Preekschets Job 4:6 – zondag in de zomer
Voor een zondag in de zomer
Preekschets Job 4:6
Vertrouw je niet op je ontzag voor God, geeft je onbesproken levenswandel je geen hoop?
Job 4:6
Schriftlezing: Job 4:1-6, 5:17-27
Thema: Hoop in het lijden
Zie ook
Het eigene van de zondag
In de zomerperiode hebben de zondagen niet een specifieke betekenis in het kerkelijk jaar. Daarom biedt deze periode een goede gelegenheid vrije preekstof te kiezen, zoals uit het relatief onbekende bijbelboek Job. Wie erover wil preken op een verantwoorde wijze, dient de lijn die door Job loopt, helder te zien. Dit bijbelboek is zorgvuldig opgebouwd en werkt gestructureerd naar een uitkomst toe. Na de klacht van Job opent Elifaz het gesprek dat ontaardt in een steeds feller debat. Direct al in dit hoofdstuk klinken er de beschuldigingen aan het adres van Job.
Uitleg
De vrienden zijn gekomen om Job te troosten. Daar komt niet veel van terecht. Als ze bij Job zitten, horen ze wel zijn klacht maar verstaan die niet. Ze komen zelfs met een beschuldiging. Job doet niet naar zijn eigen woorden. Hij wist anderen zo goed te bemoedigen, maar nu hij wordt beproefd, verliest hij de moed (4:3-5). Elifaz spreekt Job toe en zegt (4:66), anders vertaald: “Je godsvrucht kan toch je hoop zijn en je vrome leven je verwachting?” Dat is een nogal dubbelzinnige zin. Wat bedoelt Elifaz? Positief uitgelegd zeggen de vrienden: wees nu niet zo moedeloos, want als je werkelijk vroom bent, zal alles goed komen. Negatief geïnterpreteerd denken de vrienden: als zoveel ongelukken je overkomen, dan is er zeker iets niet in de haak met jou! Hoewel de eerste uitleg aanvankelijk niet ontbreekt, gaat het gesprek steeds meer in de richting van de tweede. De toon die gaat overheersen, is: Job, geef nu maar toe dat je een zondig leven hebt geleid en dat God je daarvoor heeft gestraft. Job, wat klaag je? Klaag over je zonde!

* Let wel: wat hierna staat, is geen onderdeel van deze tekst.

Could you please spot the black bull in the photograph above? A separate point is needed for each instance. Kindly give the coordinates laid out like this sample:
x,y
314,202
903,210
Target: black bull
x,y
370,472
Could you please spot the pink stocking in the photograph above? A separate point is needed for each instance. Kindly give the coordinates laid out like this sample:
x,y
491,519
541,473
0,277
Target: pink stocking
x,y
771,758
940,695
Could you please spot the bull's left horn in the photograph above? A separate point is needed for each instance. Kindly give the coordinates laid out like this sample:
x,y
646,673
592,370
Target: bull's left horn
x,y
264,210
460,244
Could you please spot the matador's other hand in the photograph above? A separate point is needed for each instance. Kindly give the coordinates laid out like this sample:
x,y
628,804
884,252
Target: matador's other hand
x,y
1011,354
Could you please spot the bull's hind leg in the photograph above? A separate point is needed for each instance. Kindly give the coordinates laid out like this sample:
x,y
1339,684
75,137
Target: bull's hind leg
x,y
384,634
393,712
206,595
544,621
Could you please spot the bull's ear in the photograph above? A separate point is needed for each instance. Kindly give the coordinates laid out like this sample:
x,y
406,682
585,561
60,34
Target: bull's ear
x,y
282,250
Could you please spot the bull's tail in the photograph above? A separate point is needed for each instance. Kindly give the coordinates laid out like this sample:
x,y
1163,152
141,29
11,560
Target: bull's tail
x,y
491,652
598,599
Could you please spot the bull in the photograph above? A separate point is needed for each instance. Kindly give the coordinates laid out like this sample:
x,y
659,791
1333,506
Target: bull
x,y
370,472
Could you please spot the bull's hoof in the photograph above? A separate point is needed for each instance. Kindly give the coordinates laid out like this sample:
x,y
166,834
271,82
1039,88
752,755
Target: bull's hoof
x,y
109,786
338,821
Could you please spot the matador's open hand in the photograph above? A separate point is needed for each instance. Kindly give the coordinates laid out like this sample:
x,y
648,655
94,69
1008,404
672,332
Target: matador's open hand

De vrienden gaan ervan uit dat er een rechtstreeks verband is tussen je levenswandel en je levenslot. Het is waar dat God het kwaad straft in deze wereld. Maar God rekent niet altijd af op de dag van de overtreding. Petrus stelt dat God de boosdoeners bewaart om hen op de dag van het oordeel de straf te laten ondergaan die zij verdiend hebben (2 Petrus 2:9-22). De zonden van sommige mensen volgen hen na de dood tot de dag van het oordeel (1 Timoteüs 5:24). Ze worden nooit geoordeeld in deze wereld.
Elifaz eindigt zijn betoog met een advies aan Job: neem wat wij zeggen ter harte, doe wat wij je aanraden. Hij werpt zichzelf op als een bekwaam adviseur. Elifaz en zijn vrienden zijn deskundig, zij weten hoe de wereld in elkaar steekt. Laat Job goed luisteren. Maar Elifaz bluft. Aan het eind (42:7-8) zal God zeggen dat de vrienden het bij het verkeerde eind hebben gehad. Hun advies aan Job deugde niet.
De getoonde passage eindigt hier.